We circumnavigated Iceland in a clockwise direction, calling on successive days at Reykjavik, Grundarfjordur, Isafjordur and Akureyri. At each of these places we disembarked and took an excursion led by a local guide.
At Grundarfjordur, I took the Snaefellsnes national park coach tour. Our guide was a smartly dressed, highly educated Icelandic woman who spoke better English than me, albeit more slowly and methodically. Her commentary revealed a comfortableness with contemporary discourses on geopolitics, ecology, economics, culture and technology. Though because we were British, renowned for our philistinism, and willing to laugh at anything, even if it isn’t funny, she tried to keep things simple, and even attempted one or two laboured witticisms of her own. She was of a conservative cast of mind, and when she made this explicit, such as when expressing her profound admiration for the simplicity of her grandparents’ frugal and pious existence, and for old Icelandic culture in general, she coloured a little.
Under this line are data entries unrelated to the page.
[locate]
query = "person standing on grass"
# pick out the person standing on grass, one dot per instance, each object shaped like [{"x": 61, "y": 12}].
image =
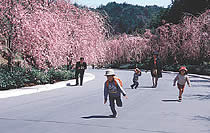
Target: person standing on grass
[
  {"x": 181, "y": 79},
  {"x": 80, "y": 70},
  {"x": 136, "y": 75},
  {"x": 113, "y": 89},
  {"x": 155, "y": 66}
]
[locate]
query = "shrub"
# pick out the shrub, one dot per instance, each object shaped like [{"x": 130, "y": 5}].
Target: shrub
[{"x": 20, "y": 77}]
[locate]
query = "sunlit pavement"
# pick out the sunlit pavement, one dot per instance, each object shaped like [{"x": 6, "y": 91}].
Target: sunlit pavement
[{"x": 79, "y": 109}]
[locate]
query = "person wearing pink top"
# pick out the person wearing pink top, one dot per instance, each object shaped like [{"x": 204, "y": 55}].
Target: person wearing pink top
[{"x": 181, "y": 79}]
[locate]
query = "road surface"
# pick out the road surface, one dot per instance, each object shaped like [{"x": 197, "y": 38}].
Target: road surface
[{"x": 76, "y": 109}]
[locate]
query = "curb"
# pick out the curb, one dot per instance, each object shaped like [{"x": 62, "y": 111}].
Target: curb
[{"x": 193, "y": 75}]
She took us first to a tiny, black, wooden church on a lava plain beside the sea. The backdrop was an immense, uninhabited glacial valley. Then she took us to a pretty little harbour at the foot of an extinct volcano where there were placid Icelandic horses in green fields and we were dive-bombed by angry Arctic terns. As we were driving to our next photo stop, our guide casually drew our attention to an apparently random point on a petrified lava flow that we were passing on our left. This, she said, was an elves’ village. She didn’t elaborate. She merely mentioned it in passing. If you were hard of hearing, as many of us were, or not paying attention, or asleep, as many of us were, you would have missed it.